Xavier Freixas , director of the Master's Degree in Finance and Banking
On October 19, the United States stock market regulatory body, the Security Exchange Commission (SEC), authorized the first Bitcoin ETF in history. Previously, the Chicago Mercantile Exchange had opened a Bitcoin futures market. All this, while, at the beginning of September, the self-proclaimed Emperor of El Salvador decided to give legal tender to Bitcoin and, at the end of the same month, the People's Bank of China announced the prohibition of all operations in virtual currencies. As I write this article, the price of Bitcoin is at € 54,003.36, and when you read it the price will be totally different.

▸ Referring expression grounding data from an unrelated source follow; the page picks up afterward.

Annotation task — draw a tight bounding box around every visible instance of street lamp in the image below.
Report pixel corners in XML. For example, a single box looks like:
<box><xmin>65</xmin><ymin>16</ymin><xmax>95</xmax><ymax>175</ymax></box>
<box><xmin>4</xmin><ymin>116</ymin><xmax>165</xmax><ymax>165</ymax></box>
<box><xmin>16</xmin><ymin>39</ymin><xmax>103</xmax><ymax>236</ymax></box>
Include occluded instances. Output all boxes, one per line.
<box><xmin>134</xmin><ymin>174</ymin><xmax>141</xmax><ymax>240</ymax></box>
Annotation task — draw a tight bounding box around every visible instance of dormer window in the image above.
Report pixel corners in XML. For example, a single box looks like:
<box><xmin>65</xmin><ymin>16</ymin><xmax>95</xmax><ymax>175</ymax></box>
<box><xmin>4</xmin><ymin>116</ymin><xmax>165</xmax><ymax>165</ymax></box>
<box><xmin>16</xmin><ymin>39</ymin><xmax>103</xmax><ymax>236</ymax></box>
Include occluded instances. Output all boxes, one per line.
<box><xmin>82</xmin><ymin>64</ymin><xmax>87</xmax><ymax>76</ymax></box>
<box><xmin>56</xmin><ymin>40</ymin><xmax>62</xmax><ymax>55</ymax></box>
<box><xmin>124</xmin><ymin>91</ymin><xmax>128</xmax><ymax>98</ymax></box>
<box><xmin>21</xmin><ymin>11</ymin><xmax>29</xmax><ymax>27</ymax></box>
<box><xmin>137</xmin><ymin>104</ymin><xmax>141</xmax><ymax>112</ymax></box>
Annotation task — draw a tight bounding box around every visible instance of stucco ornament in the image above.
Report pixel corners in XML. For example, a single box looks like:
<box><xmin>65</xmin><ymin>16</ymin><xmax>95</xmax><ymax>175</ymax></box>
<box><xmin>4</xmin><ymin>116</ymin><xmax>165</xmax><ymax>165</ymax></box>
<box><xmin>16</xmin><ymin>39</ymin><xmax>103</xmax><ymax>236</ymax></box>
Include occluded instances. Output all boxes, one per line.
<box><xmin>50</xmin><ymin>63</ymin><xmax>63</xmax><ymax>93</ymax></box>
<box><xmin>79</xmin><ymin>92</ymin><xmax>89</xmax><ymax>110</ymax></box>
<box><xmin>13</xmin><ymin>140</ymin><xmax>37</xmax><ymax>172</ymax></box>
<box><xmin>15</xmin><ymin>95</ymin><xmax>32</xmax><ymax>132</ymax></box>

Since its launch, the price of a Bitcoin has risen dramatically, but with dizzying volatility, ranging from losses of 74% to gains of 305%. With the legitimacy conferred by being a form of investment recognized by the SEC, Bitcoin with the mathematical elegance underlying blockchain technology now seems to enter a phase of maturity, almost 13 years after its creation.
I'm surprised to see that some mutual funds have now started investing in Bitcoin. A priori, this decision could be justified by the high historical profitability of the cryptocurrency combined with the little correlation that its variations have with the stock market. These characteristics make Bitcoin attractive, following the criteria of Markowitz, whose research earned him the Nobel Prize in economics in 1990, since it would allow increasing the profitability of a portfolio without increasing its risk. However, historical returns do not predict future returns, and in the case of Bitcoin, as we are going to see, future performance is particularly difficult to predict.

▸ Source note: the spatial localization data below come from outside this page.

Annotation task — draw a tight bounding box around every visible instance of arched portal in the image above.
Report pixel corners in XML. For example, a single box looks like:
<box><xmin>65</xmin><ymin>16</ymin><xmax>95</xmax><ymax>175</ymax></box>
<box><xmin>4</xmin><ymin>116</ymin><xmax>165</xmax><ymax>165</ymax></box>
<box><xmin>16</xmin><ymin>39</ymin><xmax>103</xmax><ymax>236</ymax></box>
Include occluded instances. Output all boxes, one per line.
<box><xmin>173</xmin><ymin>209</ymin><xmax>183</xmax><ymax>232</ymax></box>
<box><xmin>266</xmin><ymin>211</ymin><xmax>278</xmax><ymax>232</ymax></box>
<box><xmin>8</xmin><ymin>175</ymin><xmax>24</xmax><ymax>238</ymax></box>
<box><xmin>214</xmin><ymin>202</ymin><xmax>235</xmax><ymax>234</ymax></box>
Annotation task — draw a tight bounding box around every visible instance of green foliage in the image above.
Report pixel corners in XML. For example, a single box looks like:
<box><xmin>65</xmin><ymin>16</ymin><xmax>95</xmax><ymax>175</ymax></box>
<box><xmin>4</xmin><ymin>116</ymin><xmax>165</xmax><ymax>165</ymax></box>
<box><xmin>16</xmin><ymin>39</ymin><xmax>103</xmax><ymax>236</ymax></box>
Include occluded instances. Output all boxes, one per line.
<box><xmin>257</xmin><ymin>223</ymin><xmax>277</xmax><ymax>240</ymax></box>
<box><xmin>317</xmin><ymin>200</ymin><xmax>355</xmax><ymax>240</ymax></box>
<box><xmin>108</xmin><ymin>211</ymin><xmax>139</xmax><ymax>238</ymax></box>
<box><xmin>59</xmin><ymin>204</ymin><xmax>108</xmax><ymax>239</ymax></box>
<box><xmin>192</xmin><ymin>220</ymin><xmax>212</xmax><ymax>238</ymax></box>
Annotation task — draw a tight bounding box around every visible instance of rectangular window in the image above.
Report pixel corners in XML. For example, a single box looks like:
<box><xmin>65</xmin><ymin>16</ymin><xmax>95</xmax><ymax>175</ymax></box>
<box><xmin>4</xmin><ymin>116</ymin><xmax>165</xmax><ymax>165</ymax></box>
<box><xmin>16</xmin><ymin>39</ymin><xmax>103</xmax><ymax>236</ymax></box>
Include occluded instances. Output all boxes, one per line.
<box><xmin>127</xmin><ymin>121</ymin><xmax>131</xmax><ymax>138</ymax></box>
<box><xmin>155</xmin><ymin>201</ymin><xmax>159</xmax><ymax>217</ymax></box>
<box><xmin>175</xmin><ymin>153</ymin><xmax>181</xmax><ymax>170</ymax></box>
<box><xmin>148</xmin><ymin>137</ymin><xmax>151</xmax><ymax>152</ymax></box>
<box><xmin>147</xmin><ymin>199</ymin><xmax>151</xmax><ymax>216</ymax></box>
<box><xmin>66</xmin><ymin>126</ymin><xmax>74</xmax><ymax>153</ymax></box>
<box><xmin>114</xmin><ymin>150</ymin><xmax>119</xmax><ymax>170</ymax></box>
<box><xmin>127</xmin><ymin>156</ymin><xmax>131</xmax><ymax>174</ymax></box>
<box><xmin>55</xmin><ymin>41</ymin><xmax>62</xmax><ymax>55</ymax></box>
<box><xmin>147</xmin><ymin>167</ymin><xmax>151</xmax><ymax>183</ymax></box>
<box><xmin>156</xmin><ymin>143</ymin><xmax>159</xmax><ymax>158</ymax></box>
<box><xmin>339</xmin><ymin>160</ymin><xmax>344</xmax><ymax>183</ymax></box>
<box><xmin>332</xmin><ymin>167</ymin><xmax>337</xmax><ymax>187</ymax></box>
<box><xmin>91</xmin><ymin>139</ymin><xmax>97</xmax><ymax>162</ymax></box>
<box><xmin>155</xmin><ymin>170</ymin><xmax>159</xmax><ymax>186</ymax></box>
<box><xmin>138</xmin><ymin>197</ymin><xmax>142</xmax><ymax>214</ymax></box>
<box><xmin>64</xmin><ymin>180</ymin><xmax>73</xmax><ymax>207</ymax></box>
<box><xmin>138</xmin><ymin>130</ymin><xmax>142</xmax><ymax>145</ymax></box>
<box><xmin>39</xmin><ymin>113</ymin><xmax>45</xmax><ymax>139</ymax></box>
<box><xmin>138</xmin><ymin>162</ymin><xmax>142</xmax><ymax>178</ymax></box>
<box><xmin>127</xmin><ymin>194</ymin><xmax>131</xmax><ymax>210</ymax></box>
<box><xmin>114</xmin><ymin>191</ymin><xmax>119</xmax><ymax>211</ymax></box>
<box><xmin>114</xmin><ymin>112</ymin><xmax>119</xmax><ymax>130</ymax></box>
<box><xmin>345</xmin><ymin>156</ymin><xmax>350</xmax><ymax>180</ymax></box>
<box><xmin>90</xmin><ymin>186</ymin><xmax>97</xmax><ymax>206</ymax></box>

Let's analyze the investment in Bitcoin from the perspective of the so-called value investment, by Benjamin Graham and Warren Buffet , and ask ourselves what is the business model? What added economic value is generated? What is the company's strategy on environmental, social, and governance issues? What defenses does the company have against potential competition?
Investing in Bitcoin is more like investing in philately, where we invest in a small piece of paper in the hope that others will be willing to pay more for it in the future
Let's start with the business model. If I buy a BBVA share, I buy a part of its profits, and for every euro invested I will obtain future profits that today I estimate at € 0.17 per year. Investing in Bitcoin, on the other hand, does not produce any profit, and this is the reason why it is difficult to predict the future evolution of its price. Economic value added, profit margin and EBITDA are also zero. Thus, from this point of view, investing in Bitcoin is more like investing in philately, where we invest in a small piece of paper in the hope that others will be willing to pay more for it in the future. The possibility of analyzing the dividend policy is not even considered. Ultimately, if we are based on discounted future dividends, the intrinsic value of Bitcoin is zero. In order for its price to increase, new investors must enter, as in a typical pyramid scheme.

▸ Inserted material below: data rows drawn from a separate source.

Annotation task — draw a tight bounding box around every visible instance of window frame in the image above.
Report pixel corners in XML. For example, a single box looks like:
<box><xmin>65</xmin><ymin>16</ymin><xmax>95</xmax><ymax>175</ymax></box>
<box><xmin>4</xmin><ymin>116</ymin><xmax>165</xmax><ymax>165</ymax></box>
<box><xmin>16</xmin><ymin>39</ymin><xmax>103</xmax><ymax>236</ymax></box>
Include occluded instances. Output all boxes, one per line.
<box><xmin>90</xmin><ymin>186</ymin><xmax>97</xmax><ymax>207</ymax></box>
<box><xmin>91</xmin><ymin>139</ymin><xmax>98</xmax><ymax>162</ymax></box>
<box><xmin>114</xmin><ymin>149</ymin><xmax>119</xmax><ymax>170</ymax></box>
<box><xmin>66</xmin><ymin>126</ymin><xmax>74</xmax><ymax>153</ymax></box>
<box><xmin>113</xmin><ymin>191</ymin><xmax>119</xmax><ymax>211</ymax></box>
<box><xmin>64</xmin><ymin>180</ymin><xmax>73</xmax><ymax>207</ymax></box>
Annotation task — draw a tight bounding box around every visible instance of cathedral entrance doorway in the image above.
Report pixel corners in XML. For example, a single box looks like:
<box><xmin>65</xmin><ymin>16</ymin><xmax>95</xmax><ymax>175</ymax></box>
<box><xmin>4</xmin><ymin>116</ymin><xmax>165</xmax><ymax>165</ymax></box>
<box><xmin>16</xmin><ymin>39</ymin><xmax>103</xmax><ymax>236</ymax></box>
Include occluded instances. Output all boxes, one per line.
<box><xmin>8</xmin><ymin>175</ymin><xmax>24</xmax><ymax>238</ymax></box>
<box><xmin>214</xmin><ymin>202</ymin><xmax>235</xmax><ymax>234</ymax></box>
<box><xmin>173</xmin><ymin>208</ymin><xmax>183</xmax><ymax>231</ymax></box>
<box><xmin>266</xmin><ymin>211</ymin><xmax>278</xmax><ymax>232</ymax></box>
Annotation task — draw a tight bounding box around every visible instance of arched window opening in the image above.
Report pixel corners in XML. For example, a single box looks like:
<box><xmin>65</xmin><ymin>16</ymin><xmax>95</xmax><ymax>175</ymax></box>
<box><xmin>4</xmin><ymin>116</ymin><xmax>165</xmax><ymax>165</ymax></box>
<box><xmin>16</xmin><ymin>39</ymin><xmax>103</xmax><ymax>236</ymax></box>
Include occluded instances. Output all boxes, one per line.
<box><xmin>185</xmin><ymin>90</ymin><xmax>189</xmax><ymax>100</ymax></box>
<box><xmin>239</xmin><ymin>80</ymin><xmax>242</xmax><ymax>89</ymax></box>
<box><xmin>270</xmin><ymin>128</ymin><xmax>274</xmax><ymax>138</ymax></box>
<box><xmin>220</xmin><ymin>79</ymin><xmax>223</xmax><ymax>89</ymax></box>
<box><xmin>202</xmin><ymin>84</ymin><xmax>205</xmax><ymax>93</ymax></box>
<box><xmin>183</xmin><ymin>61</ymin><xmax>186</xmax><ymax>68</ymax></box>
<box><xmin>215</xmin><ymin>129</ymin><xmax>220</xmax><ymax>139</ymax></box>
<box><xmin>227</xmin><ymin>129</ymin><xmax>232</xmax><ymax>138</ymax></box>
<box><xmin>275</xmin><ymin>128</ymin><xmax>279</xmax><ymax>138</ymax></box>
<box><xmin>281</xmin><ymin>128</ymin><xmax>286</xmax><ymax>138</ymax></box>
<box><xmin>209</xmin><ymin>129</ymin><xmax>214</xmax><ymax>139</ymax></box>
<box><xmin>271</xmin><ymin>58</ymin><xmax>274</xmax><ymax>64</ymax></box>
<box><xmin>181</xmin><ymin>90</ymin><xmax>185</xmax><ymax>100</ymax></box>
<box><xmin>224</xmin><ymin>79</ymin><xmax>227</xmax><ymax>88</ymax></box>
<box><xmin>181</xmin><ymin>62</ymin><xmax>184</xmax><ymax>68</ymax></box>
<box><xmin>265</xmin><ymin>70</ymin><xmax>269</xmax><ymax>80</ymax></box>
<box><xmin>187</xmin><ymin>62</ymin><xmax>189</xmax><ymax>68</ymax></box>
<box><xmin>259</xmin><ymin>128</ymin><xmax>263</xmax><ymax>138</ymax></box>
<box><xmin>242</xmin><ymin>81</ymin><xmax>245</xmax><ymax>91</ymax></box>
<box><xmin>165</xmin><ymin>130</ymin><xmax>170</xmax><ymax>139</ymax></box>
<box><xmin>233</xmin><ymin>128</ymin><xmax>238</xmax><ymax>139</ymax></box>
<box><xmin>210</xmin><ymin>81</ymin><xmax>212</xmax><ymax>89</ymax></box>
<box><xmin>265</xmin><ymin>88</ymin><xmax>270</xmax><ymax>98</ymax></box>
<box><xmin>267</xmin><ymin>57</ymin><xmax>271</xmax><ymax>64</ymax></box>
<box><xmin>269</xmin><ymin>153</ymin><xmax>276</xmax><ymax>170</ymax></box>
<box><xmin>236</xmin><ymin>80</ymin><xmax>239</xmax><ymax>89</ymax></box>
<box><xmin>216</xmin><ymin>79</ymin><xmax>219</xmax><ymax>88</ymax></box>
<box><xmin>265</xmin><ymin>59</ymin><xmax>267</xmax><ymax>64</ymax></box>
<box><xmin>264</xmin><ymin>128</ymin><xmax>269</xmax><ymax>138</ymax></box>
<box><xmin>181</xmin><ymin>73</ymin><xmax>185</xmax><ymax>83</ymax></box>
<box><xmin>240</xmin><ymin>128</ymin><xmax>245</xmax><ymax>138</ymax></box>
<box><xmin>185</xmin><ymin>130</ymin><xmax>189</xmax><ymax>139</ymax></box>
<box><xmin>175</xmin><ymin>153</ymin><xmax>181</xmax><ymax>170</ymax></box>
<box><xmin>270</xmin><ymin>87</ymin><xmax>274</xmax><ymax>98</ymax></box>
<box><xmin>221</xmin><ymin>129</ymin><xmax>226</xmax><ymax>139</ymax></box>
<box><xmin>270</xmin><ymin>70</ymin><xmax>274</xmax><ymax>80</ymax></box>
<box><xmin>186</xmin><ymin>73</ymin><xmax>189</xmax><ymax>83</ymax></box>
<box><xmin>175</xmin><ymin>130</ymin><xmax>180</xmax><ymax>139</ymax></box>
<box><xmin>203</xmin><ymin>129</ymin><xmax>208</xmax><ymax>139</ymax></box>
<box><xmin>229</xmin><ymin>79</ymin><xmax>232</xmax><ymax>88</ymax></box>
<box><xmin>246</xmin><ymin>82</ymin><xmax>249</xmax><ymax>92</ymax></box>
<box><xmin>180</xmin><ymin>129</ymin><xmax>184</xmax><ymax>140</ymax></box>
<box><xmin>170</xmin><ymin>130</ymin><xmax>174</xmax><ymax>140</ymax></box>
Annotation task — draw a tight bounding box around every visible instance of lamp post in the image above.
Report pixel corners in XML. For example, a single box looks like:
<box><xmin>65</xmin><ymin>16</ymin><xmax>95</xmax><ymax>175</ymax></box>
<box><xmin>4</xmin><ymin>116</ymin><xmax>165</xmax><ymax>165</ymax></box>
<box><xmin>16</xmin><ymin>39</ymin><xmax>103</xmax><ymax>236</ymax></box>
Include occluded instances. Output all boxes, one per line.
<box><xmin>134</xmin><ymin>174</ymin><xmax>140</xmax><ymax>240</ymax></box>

If we examine the ESG criteria to determine the implications for environmental, social and governance issues, the outlook is bleak. First of all, Bitcoin is the currency per excellence of the deep web that is used to pay ransoms from kidnappings, and for more or less organized crime, money laundering, terrorist financing and tax evasion.
Second, it is an ecological catastrophe. To validate transactions, it is necessary for the so-called miners, acting in a decentralized way, to proceed to solve a mathematical problem whose complexity increases over time. The process requires power-consuming supercomputers, both for the computer and for cooling. In the case of Bitcoin, the process involved an annual consumption of 144.28 TWH (Terawatt hours), 0.66% of the energy produced on the planet, equivalent to the electricity consumption of Switzerland. Not surprisingly, then, Tesla CEO Elon Musk eventually distanced himself from Bitcoin trading.
The intrinsic value of Bitcoin is zero. In order for its price to increase, new investors must enter, as in a typical pyramid scheme.
Finally, as for possibles barriers to entry that limit competition, although it is currently estimated that Bitcoin has almost 90% of the market, there is no clear advantage of Bitcoin over its competitors, with the exception, of course, of the liquidity associated with it. volume of Bitcoin in "circulation". Let us remember that there are some 6,000 cryptocurrencies in the world and, although many of them may correspond to scams of the "take the money and run" type, the Ethereum platform, which issues the cryptocurrency Ether, sometimes called "the little sister of Bitcoin", allows, in addition to carrying out transactions, managing smart contracts.
In short, the well-known aphorism of Warren buffet “only when the tide goes out we know who was swimming naked” perfectly sums up the investment decision. If we buy Bitcoin we can make money, but the day the tide goes out we can lose all the accumulated capital. With cryptocurrencies we stopped investing in the stock market to speculate.